Have you contacted a lawyer?

If its a coworker then have your husband served at work.

The 180 is the best way to get past the pain, there are several steps that will help you detach from you husband.

Have you thought about just going dark and surprise him with divorce paper?

Stay on the down low, get all your ducks in a row, then once you have your game plan have him served.

Its time for you to get a few steps ahead of your old man in stead being several step behind!


----------



## the guy (Aug 3, 2010)

For many folks its hard to pull the trigger. many flop back and forth in working on it or leaving. You seem to be head of the game by deciding on this marriage being done...now its time to act.


----------



## commonsenseisn't (Aug 13, 2014)

"Quote" This isnt the first time something like this has come up, but the first time I have been able to get real evidence. Since this (now obviously) has happened before, I am done. "Quote"

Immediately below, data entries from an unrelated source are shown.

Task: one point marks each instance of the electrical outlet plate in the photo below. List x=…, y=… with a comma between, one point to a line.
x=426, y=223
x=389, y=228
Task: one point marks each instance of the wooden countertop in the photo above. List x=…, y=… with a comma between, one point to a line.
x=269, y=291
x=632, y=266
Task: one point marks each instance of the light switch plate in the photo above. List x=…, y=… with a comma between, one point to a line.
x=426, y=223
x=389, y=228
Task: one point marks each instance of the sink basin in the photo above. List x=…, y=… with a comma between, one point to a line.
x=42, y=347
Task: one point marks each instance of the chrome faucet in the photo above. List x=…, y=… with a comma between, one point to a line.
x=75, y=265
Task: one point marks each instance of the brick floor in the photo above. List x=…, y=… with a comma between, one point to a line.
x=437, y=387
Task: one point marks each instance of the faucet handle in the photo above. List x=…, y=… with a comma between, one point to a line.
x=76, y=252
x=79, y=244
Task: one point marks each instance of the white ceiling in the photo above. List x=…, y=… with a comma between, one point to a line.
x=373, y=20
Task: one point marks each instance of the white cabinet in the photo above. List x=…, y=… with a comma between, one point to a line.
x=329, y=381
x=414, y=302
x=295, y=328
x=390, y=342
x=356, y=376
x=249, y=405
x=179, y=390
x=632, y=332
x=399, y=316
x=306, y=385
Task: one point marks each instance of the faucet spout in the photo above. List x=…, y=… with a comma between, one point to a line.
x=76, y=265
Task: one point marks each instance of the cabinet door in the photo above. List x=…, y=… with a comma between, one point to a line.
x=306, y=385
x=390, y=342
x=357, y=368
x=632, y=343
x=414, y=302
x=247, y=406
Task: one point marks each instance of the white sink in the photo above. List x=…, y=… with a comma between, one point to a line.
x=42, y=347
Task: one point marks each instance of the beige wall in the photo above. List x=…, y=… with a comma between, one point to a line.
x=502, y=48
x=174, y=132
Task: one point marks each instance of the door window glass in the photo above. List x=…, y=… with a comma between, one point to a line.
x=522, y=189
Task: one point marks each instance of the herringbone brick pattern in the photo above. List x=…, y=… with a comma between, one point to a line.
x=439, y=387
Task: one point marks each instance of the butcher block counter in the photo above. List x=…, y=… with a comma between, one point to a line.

I'm very sorry. Since you are done there is a good basic protocol on how to "get it done"

First secure any documentation or evidence about the affair. 

Second, realize this is war. Do not tip your hand to your husband what you know or what you are going to do. Mouth shut, ears and eyes open. The reason is to make it easier for you to cut him off and get a good divorce settlement. 

Next, get a good lawyer and protect your assets and interests. Gather and document anything your lawyer deems useful. Do not threaten divorce or anything like it to your husband. Just quietly move toward the day when it's right to have him served the divorce papers. Lawyer will advise you about separating, etc. 

Next, learn and do the 180. Do not engage or interact with husband any more than necessary. Remember, you are not trying to improve the relationship or nurture the marriage. Many betrayed spouses have a hard time doing this because they want closure, are confused, dazed, etc. If you have kids remain cordial, but aloof. 

Next, see if you can get some counseling from a professional who has experience/training with infidelity. You need to get a head start on how to move on and get healthy again. Beware that there are plenty of idiot marriage counselors who are truly stupid. Hint: look for one who thinks your husband is an inexcusable jerk. 

Finally, the first stage of deliverance arrives when you serve him the divorce papers. It's great to be able to go totally dark on the cheater at this stage, but that is somewhat dependent upon living arraingements as advised by your lawyer. Preferably you can kick him out of your dwelling. 

The serving of divorce papers is also a great time to expose the affair to whoever you think should know. Exposure may or may not work in your favor, usually it does. Again, consult lawyer. Many folks here on TAM have some pretty good insights on these points and you will have to fine tune your path from what I've described. 

I applaud your resolve to be able to say "I'm done". You are making the right decision and I hope you see it through. Good luck.


----------



## Openminded (Feb 21, 2013)

I'm very sorry. I can't add anything beyond what has been already posted. Just know that you WILL get through this. It's tough but just take it a tiny bit at a time. Some days I couldn't see beyond the next 30 minutes. And some days I lived 5 minutes at a time. Your world has been shattered. It takes time to absorb that.


----------



## EleGirl (Dec 3, 2011)

alwayshere,

I'm concerned and checking in on you. How are you doing? What's going on?


----------